Liebe Schwestern und Brüder im Herrn! Wir ehren Papst Benedikt und danken ihm am besten dadurch, dass wir seinen Aufruf befolgen, weiterhin für ihn zu beten und uns von ihm auch immer wieder neu einführen zu lassen in die Mysterien des Glaubens. Wir ehren ihn und danken ihm, wenn wir für ihn, aber auch für die ganze Kirche, insbesondere jetzt für die Kardinäle beten, die sich in 14 Tagen daran machen werden, herauszufinden, wen Gott der Herr als Nachfolger des Petrus vorgesehen hat. Wir ehren ihn und danken ihm, wenn wir seinen Nachfolger, den die Kardinäle bald wählen werden, als den universalen Hirten der Kirche annehmen und uns durch ihn und sein Zeugnis vom Herrn der Kirche selbst leiten lassen. Am Ende dieser meiner Predigt aber soll ein Wort von Papst Benedikt selbst stehen.
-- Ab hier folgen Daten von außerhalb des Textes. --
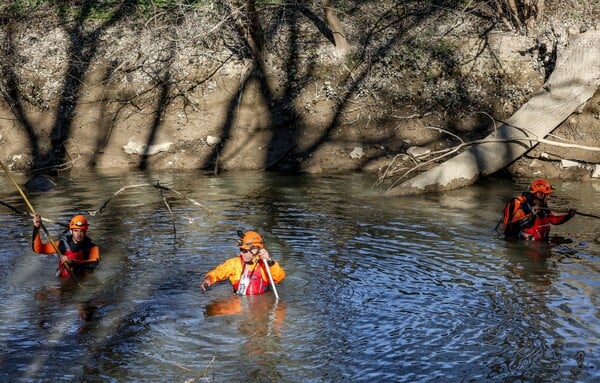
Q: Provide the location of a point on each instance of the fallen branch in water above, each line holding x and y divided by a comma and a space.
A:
436, 156
157, 185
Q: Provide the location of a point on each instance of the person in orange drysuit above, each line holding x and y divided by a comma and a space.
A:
247, 272
77, 249
528, 217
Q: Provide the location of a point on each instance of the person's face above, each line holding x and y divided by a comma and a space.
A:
248, 254
78, 235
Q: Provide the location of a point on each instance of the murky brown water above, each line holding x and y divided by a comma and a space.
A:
404, 290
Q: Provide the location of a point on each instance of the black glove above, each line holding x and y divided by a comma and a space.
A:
527, 222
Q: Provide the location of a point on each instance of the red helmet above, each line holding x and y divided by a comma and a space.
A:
251, 239
541, 186
78, 222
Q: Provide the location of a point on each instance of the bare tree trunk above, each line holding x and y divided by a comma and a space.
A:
339, 38
575, 79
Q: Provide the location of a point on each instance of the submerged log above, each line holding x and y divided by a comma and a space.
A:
575, 79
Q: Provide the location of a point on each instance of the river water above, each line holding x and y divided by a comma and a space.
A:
410, 289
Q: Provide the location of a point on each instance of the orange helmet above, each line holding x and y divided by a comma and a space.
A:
78, 222
540, 186
251, 239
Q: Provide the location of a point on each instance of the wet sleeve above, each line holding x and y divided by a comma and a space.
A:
223, 271
93, 259
39, 247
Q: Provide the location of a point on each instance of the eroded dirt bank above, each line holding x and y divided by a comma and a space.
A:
157, 95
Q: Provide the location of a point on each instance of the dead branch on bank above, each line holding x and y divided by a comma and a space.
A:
439, 155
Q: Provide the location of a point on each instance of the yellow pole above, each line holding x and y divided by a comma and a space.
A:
32, 211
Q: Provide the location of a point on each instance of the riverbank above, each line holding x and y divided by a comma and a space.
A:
133, 94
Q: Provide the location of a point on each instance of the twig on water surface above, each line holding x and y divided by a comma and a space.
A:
204, 373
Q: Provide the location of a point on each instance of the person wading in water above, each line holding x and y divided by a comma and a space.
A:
77, 249
247, 272
528, 216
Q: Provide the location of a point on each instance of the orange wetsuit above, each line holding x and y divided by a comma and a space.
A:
253, 276
84, 255
520, 222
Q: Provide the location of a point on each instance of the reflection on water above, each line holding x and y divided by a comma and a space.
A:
416, 289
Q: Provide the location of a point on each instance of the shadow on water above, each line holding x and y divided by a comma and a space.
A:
405, 290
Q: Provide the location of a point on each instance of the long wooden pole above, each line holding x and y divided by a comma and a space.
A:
32, 210
271, 279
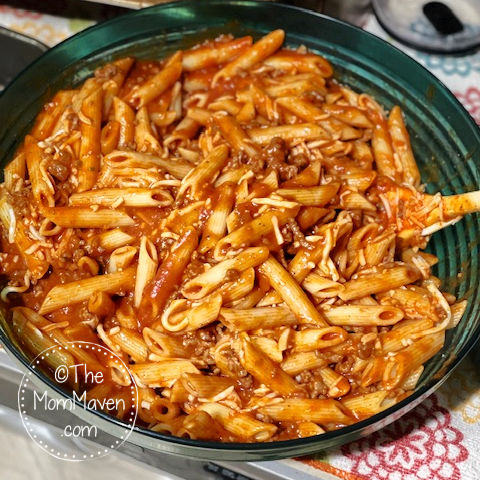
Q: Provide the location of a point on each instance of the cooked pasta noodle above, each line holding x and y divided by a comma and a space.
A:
241, 229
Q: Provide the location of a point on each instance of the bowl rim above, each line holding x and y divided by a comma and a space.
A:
368, 423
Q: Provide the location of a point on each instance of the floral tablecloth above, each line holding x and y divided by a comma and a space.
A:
439, 440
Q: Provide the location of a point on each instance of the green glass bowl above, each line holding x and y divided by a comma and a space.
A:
444, 137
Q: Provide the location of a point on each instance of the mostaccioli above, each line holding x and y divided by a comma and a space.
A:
242, 229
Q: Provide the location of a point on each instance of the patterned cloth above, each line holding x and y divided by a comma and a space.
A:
439, 439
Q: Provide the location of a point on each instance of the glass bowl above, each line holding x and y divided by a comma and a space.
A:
444, 137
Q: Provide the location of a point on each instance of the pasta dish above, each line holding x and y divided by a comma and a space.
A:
243, 230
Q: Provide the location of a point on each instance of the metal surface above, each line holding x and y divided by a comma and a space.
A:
16, 52
445, 140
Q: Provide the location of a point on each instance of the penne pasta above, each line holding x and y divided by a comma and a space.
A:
81, 290
244, 231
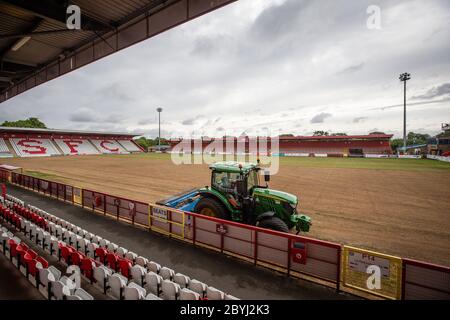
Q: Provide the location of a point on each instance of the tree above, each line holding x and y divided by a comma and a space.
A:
411, 139
146, 143
27, 123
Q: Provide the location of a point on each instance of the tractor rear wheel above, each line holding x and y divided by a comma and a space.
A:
273, 223
212, 208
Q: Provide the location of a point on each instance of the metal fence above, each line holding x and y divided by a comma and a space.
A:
298, 256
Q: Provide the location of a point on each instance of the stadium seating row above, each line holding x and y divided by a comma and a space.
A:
42, 274
4, 150
40, 147
115, 270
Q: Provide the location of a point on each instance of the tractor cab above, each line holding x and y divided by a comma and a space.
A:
236, 193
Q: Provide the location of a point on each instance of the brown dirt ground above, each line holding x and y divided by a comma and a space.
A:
404, 213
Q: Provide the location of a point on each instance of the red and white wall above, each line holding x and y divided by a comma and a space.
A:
47, 145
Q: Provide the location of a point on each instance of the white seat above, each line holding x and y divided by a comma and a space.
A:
151, 296
181, 279
73, 238
134, 292
137, 273
33, 231
82, 244
45, 277
121, 251
81, 293
27, 227
47, 241
101, 275
153, 283
58, 231
153, 266
170, 290
186, 294
112, 247
103, 243
131, 256
56, 273
117, 283
91, 246
66, 235
96, 239
63, 223
54, 248
59, 290
89, 236
198, 286
142, 261
167, 273
214, 294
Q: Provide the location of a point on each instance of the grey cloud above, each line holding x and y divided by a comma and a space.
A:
351, 69
144, 122
320, 118
188, 122
278, 20
359, 119
83, 115
434, 92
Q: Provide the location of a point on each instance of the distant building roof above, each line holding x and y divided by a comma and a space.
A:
414, 146
367, 136
62, 131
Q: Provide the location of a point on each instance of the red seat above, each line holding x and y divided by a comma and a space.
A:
43, 262
66, 253
124, 266
87, 267
32, 253
12, 248
101, 254
112, 260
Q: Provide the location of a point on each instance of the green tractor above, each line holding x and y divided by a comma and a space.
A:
236, 194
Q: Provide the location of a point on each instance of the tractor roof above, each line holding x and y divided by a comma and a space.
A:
233, 166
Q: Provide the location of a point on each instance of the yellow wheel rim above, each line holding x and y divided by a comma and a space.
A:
208, 212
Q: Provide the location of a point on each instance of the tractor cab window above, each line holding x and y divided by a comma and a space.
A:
252, 180
225, 180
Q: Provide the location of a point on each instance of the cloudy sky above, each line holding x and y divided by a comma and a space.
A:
265, 67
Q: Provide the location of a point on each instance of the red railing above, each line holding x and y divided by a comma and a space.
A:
270, 248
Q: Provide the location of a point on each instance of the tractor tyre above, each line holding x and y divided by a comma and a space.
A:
273, 223
212, 208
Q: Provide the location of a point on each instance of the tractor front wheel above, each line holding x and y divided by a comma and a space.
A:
212, 208
273, 223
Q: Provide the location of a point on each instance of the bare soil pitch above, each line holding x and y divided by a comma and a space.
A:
400, 212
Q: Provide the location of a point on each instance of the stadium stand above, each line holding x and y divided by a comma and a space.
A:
108, 146
31, 142
129, 145
33, 147
4, 150
123, 275
76, 146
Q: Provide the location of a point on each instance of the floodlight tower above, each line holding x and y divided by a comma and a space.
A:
404, 77
159, 125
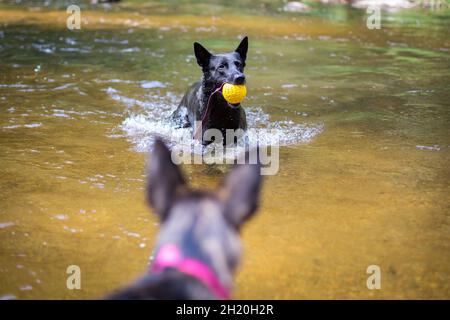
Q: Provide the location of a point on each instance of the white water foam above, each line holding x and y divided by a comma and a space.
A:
153, 120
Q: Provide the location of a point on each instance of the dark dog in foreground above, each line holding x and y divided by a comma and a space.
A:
217, 69
198, 248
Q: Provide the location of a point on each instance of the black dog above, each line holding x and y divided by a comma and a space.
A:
198, 247
217, 69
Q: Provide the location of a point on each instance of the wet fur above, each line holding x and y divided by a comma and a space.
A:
219, 68
204, 225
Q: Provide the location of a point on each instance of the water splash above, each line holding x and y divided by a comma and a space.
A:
153, 119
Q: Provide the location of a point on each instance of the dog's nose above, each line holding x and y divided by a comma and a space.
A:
239, 79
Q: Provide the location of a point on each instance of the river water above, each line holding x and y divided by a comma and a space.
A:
363, 116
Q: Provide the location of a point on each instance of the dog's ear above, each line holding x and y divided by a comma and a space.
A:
164, 180
202, 55
239, 192
242, 48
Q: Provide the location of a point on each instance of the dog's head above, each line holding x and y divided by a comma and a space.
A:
224, 67
203, 225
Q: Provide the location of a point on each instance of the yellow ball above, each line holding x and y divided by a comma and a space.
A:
234, 93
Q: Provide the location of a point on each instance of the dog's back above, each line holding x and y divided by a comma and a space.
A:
198, 247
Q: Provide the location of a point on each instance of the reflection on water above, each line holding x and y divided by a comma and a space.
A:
364, 168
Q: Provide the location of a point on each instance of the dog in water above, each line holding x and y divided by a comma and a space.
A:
198, 247
193, 108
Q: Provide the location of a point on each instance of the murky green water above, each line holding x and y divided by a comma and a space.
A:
370, 188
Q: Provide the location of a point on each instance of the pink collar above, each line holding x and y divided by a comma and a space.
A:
169, 256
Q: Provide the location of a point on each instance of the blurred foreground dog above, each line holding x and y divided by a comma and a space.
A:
198, 248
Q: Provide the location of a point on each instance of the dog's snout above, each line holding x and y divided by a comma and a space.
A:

Im Jahr 1991 hat er noch als Kardinal Ratzinger in einem Vortrag in brillanter Weise die Grundzüge des Petrusamtes und des Primats des Bischofs von Rom aufgezeigt. Dort heißt es abschließend, ich zitiere ihn: „Der römische Primat ist nicht eine Erfindung der Päpste, sondern ein auf den Herrn selbst zurückreichendes und in der werdenden Kirche getreulich entfaltetes Wesenselement der kirchlichen Einheit. […] Indem wir dies in den Fakten der Geschichte sehen, feiern wir nicht Menschen, sondern preisen wir den Herrn, der die Kirche nicht verlässt und der sein Felssein durch Petrus, den kleinen Stolperstein, ausüben wollte: Nicht ‚Fleisch und Blut‘ retten, aber der Herr rettet durch die, die aus Fleisch und Blut sind, hindurch. [Das zu leugnen ist nicht ein Mehr an Glaube, nicht ein Mehr an Demut, sondern es ist das Zurückweichen vor der Demut, die Gottes Willen so anerkennt, wie er ist.] Daher bleibt die Petrusverheißung und ihre geschichtliche Verwirklichung zu Rom im tiefsten immer neu Grund zur Freude: „[Du bist Petrus der Fels, und auf diesen Felsen werde ich meine Kirche bauen. Und] die Mächte der Hölle werden sie nicht überwältigen …“ (Joseph Ratzinger, Primat Petri und Einheit der Kirche, in: JRGS 8,610-628, hier 626.628). Amen.